After coauthoring so many cookbooks, I felt ready for something different. I live in Milan, Italy, and everyday at aperitivo hour, I could never find the drink that I was craving—I’m more of a white wine or Champagne lover than an Aperol or Campari drinker. I thought, What if I can make the drink that I’m craving? I wanted to make a really elevated aperitivo to lift the whole experience.

First steps

I knew of Richard Betts from my days in hospitality, and he’d gone on to found Casa Komos Brands Group with Joe Marchese.

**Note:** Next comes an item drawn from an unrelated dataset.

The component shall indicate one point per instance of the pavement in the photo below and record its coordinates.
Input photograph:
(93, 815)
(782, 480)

Richard also happens to be a master sommelier. I said, “Look, I want to make a really fresh rhubarb aperitivo, inspired by the Italian Alps.” He said, “Sign this NDA. Let’s start this business together.” We have a winemaker friend named Jean-Marc Roulot who connected us with a distillery in Burgundy—it happens to be one of the best distilleries in the world.

Perfecting the drink

We got to work experimenting. It was a fun process: I described how I wanted the drink to taste, and then we prepared multiple batches with different ratios and ingredients—one would be a little too acidic, another too round. We tried adding in celery, then experimented with plum. We kept creating liquids like that until we found one we loved—number 34 ended up being the one for us.

Finishing touches

Designing the bottle was time-consuming. There was a lot of problem-solving at this point, as the pandemic had created a global glass shortage. Then we made the name up! We came up with Doladira, a combination of the Dolomite Mountains and enrosadira, which is a local word for when the sun hits the minerality of the mountains and turns everything a beautiful fuchsia. It roughly translates as “alpenglow.”

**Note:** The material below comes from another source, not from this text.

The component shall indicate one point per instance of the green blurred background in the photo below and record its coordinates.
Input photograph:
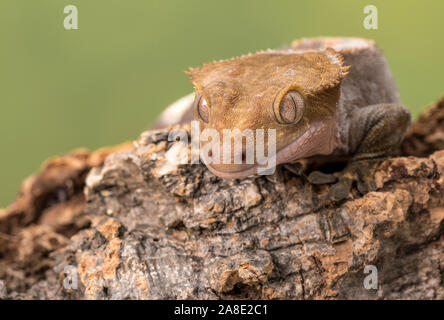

Once we had perfected the drink, we experimented with different cocktails. Dola Spritz is two ounces of Doladira and a splash of soda, garnished with a strawberry. Or a really delicious way to drink it is with a wild peach bellini mix—this gives a really nice hit of sweetness.

The hardest moment

If you’re ambitious, I think every other day feels like the hardest day. We’re still very much in the infancy of Doladira. But we love what we’re doing, and other people love it, too. Worst-case scenario, we have a stock of 50,000 cases that we have to drink for the rest of our lives.

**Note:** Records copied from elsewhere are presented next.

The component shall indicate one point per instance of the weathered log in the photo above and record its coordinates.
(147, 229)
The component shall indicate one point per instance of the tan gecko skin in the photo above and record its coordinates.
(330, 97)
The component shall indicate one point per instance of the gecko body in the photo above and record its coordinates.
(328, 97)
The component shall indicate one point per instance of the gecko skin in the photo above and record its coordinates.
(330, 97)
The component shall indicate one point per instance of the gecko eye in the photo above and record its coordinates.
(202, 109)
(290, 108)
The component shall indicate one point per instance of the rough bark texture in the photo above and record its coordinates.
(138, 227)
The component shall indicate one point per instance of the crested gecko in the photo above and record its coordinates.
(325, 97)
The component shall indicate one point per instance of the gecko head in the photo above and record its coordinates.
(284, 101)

The moment you thought this just might work

The moment Richard said, “Let’s do this!” I never had a doubt about the drink itself. I believe that there’s a purpose to this all, and there’s a reason for its existence. It’s the only aperitivo co-owned by a woman; it has 60 percent less sugar than the leading guys; it has no additives; it’s just fruits and vegetables; and it’s accidentally vegan. I haven’t ever really thought for a moment it wouldn’t work—but “work” for me means that I like it, people around me like it, and it starts to build. I don’t need to be the next Casamigos [the popular tequila brand cofounded by George Clooney and Rande Gerber].

On switching careers

I think what comes into play from my old life as a writer, you have to be endlessly curious. With Doladira, I’m still who I am, I’m endlessly curious, but now it’s a fascination with different details about creating a spirit. What I love about this process is I’m always learning something new—whether that’s what an EU label looks like or what the limitations on liquid marketing are.

Am I done with writing? I wish I had the answer. I’ve been working on a follow-up to Alpine Cooking since 2021. It’s called Alta (which means “upper,” “taller,” “higher”) Italia, and it’s about the food, wine, and cultures of seven northern regions of Italy. This book is gargantuan! I thought that it would be simpler, but it’s kind of like writing seven mini books in one.

The results

I had the dream of making this drink in 2020; it became a reality and came to market in fall of 2023. We’re now in 14 states and every single Whole Foods. By the end of this year, we aim to be in 18 or 20 states. In Europe, we’re in France, Italy, Switzerland, Austria, Germany, and the U.K. But we’re not trying to be everything to everyone all at once—I really believe in steady growth.

You know, there are loads of people who go into the spirits world from tech, or the investment side of things. But I didn’t start Doladira because I had a number in my head of what I wanted to sell or make. I just love what I’m doing, and I love being able to hire smart people to do it with.